Que diriez-vous d’un voyage à Madagascar à la découverte d’une tradition liée au zébu ? Ce serait une expérience culturelle très riche !

Les Malgaches trouvent diverses occasions de sacrifier, d’échanger ou de consommer des zébus à savoir la naissance, les fiançailles, le mariage, la circoncision, les funérailles ou l’exhumation. Un bon Malgache qui se respecte doit posséder au moins un zébu pour être digne de chaque occasion. En l’occurrence, un jeune homme ne peut pas avoir la main d’une jeune fille sans offrir à ses parents quelques têtes de zébu.
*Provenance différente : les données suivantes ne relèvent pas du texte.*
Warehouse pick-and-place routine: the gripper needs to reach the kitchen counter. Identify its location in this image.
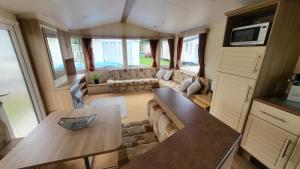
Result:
[120,88,241,169]
[254,98,300,116]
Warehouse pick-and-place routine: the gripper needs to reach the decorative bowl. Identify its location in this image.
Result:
[57,114,96,130]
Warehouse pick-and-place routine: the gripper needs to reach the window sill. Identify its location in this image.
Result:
[180,67,198,76]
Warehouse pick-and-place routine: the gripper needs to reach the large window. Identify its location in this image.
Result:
[160,40,170,66]
[180,36,199,72]
[71,37,85,71]
[126,40,153,67]
[92,39,123,68]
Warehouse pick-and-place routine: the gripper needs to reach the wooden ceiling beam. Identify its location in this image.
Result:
[121,0,136,23]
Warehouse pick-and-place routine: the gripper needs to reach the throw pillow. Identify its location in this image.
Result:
[155,69,166,79]
[179,78,193,92]
[187,80,201,97]
[163,70,173,80]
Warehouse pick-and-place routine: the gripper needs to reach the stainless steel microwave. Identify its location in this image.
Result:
[230,22,270,46]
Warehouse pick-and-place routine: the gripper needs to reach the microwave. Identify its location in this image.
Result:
[230,22,270,46]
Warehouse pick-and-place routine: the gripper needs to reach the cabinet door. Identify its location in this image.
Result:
[219,47,266,79]
[211,73,256,132]
[285,140,300,169]
[241,115,297,169]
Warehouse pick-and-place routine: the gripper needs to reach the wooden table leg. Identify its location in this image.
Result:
[84,157,92,169]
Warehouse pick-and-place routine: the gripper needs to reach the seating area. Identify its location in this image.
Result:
[106,68,211,98]
[118,100,178,166]
[0,0,300,169]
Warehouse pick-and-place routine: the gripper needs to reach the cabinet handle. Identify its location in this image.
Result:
[253,55,260,73]
[245,86,251,102]
[259,110,286,123]
[281,139,292,158]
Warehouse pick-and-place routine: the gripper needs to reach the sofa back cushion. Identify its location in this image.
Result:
[194,76,211,94]
[109,68,156,80]
[172,70,193,84]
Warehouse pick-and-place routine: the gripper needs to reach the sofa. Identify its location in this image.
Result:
[107,68,158,92]
[118,100,178,167]
[107,68,210,95]
[158,70,211,97]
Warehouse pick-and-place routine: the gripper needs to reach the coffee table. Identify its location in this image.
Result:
[0,105,122,169]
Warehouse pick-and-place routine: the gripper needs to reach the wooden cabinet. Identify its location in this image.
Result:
[211,73,255,132]
[58,30,73,59]
[218,47,266,79]
[241,115,297,169]
[241,100,300,169]
[286,140,300,169]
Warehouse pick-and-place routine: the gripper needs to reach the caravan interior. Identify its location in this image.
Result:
[0,0,300,169]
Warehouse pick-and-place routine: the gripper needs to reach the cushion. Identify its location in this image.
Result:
[155,69,166,79]
[179,78,193,92]
[187,80,201,97]
[163,70,173,80]
[153,107,164,135]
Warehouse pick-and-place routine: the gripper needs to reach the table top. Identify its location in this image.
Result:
[124,88,241,169]
[0,105,122,169]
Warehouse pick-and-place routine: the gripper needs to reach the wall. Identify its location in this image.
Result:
[294,56,300,74]
[205,22,225,80]
[71,23,174,38]
[0,9,17,22]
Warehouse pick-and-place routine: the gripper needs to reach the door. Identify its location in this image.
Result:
[241,115,297,169]
[210,73,256,132]
[218,47,266,79]
[0,24,38,138]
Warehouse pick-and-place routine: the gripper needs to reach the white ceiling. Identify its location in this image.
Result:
[0,0,261,33]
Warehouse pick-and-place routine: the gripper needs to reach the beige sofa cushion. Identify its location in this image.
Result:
[157,114,177,142]
[153,107,164,135]
[172,70,193,84]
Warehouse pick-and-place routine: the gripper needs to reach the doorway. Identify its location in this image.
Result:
[0,24,39,138]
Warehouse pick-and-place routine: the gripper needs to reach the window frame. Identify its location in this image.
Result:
[92,37,127,71]
[179,34,200,75]
[70,36,87,73]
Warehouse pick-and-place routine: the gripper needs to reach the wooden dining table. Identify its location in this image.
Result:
[0,105,122,169]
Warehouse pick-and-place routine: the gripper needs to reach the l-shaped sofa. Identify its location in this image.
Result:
[107,68,210,95]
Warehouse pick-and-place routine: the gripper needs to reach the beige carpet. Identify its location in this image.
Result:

En plus, les parents acceptent seulement un homme réputé être un voleur de zébus ou un ex-prisonnier pour vol de zébus car, croyez-le ou non, voler un zébu est un acte de bravoure et de séduction !

Dans la partie Sud de Madagascar, des hommes possèdent une centaine voire des milliers de têtes de zébu. La richesse et la notoriété d’un individu (donc le rang social), sont proportionnelles au nombre de zébus possédés.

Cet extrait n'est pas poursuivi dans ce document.